Here is an exchange between two providers preparing to and then administering medication. “Jan, please draw up 100 milligrams in one ml of medication A.” “Okay Jim, I am drawing up 100 milligrams in one ml of medication A.” “Jim, I have 100 milligrams in one ml of medication A drawn up.” “100 milligrams in 1 ml of medication A, thank you, Jan”.  Seems simple enough, but research shows this is more difficult to achieve than I have led you to believe (Hargestam, Lindkvist, Brulin, Jacobsson, & Hultin, 2013). However, I would suggest this practice for everything you are performing during patient care, so that the individual you are working with is aware and able to keep track, especially if he or she is using a checklist.

Let us summarize; communication is key to better patient outcomes (Agency for Healthcare Research and Quality (AHRQ), 2019). We know that consistency works best. However, if we do work with a different partner, talk with them before a shift and even before a run; even if it is just an introduction (Geer, 2000). The use of checklists improves communication and ensures that we speak up when something is not right or when we have a question about something (Makary, 2012). Furthermore, checklists have shown to reduce medical errors as well as LOS in ICU patients (Wang et al., 2018). The use of checklists helps us communicate and assists us with meeting standards of care finally, that we use closed-loop communication when possible, especially during situations that are time sensitive, like traumas and code situations (El-Shafy et al., 2018).

So in closing, let us communicate better with these evidence-based tips and provide our patients with the best possible outcomes we are capable of. Do not be afraid to speak up when something does not feel right. Use checklists, closed-loop communication, and if at all possible, consistency aka working with the same people more often.

Agency for Healthcare Research and Quality (AHRQ). (2019). Communication between clinicians.Rockville: U.S. Department of Health and Human Services.

El-Shafy, I. A., Delgado, J., Akerman, M., Bullaro, F., Christopherson, N. A., & Prince, J. M. (2018). Closed-loop communication improves task completion in pediatric trauma resuscitation.

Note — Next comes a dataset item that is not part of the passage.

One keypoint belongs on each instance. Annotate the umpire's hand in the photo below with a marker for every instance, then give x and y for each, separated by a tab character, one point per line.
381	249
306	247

Journal of Surgical Education, 75(1), 58-64.

Gawande, A. (2002). Complications.New York City: Picador.

Geer, H. (2000). Inside the OR: Disrupted routines and new technologies. Harvard Business School: Working Knowledge.

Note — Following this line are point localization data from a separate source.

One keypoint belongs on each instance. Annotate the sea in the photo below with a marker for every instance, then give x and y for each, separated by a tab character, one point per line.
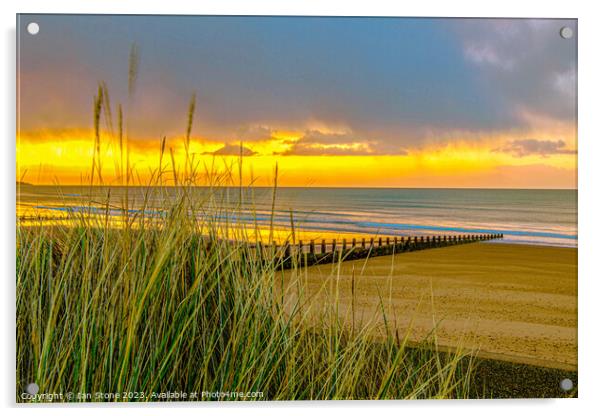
524	216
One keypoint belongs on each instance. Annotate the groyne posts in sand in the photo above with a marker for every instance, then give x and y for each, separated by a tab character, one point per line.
302	254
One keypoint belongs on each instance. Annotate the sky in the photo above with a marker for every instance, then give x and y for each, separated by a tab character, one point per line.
359	102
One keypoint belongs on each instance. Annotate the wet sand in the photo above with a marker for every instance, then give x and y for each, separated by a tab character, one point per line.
515	303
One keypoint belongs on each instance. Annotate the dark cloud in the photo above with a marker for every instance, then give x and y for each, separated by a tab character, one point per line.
397	80
524	62
521	148
255	133
316	143
232	150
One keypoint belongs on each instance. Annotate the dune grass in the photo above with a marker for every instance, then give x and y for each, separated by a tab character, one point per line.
182	302
172	306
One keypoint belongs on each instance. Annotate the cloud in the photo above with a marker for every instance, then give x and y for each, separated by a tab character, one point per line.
232	150
485	54
521	148
254	133
524	63
317	143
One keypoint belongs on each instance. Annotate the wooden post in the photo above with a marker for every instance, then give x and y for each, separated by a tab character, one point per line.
287	249
260	250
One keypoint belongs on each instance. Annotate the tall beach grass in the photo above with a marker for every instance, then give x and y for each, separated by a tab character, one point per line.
183	302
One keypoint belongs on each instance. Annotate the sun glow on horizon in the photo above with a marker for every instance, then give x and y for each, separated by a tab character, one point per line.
65	157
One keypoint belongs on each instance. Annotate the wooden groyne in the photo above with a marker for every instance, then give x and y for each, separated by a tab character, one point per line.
327	251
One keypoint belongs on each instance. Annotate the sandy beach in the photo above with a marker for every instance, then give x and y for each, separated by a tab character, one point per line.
512	302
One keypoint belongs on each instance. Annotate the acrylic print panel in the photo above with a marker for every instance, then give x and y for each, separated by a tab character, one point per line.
295	208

Hargestam, M., Lindkvist, M., Brulin, C., Jacobsson, M., & Hultin, M. (2013). Communication in interdisciplinary teams: exploring closed-loop communication during in situ trauma team training. Emergency Medicine Research, 3(10).

Makary, M. (2012). Unaccountable: What hospitals won’t tell you and how transparency can revolutionize health care.New York: Bloomsbury Press.

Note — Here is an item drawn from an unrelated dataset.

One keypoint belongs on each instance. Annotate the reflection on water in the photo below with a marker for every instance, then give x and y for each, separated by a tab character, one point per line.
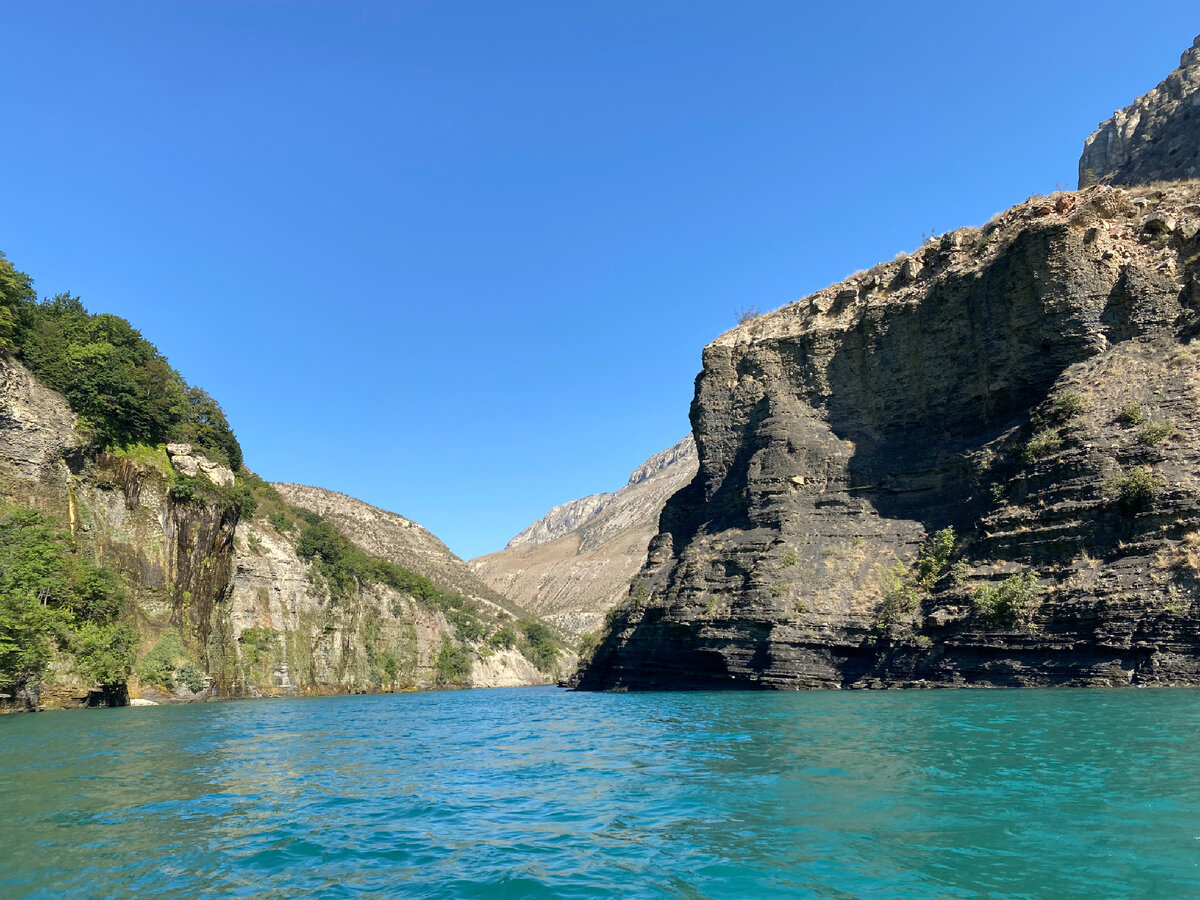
539	792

Okuyama, A., Wagner, C., & Bijen, B. (2014). Speaking up for patient safety by hospital-based health care professionals: a literature. BMC Health Services Research, 14, 1-8.

Peyre, S. E. (2019). CRICO operating room team training collaborative: Closed loop communication. CRICO.

Wang, Y.-Y., Wan, Q.-Q., Lin, F., Zhou, W.-J., & Shang, S.-M. (2018). Interventions to improve communication between nurses and physicians in the intensive care unit: An integrative literature review. International Journal of Nursing Sciences, 5(1), 81-88.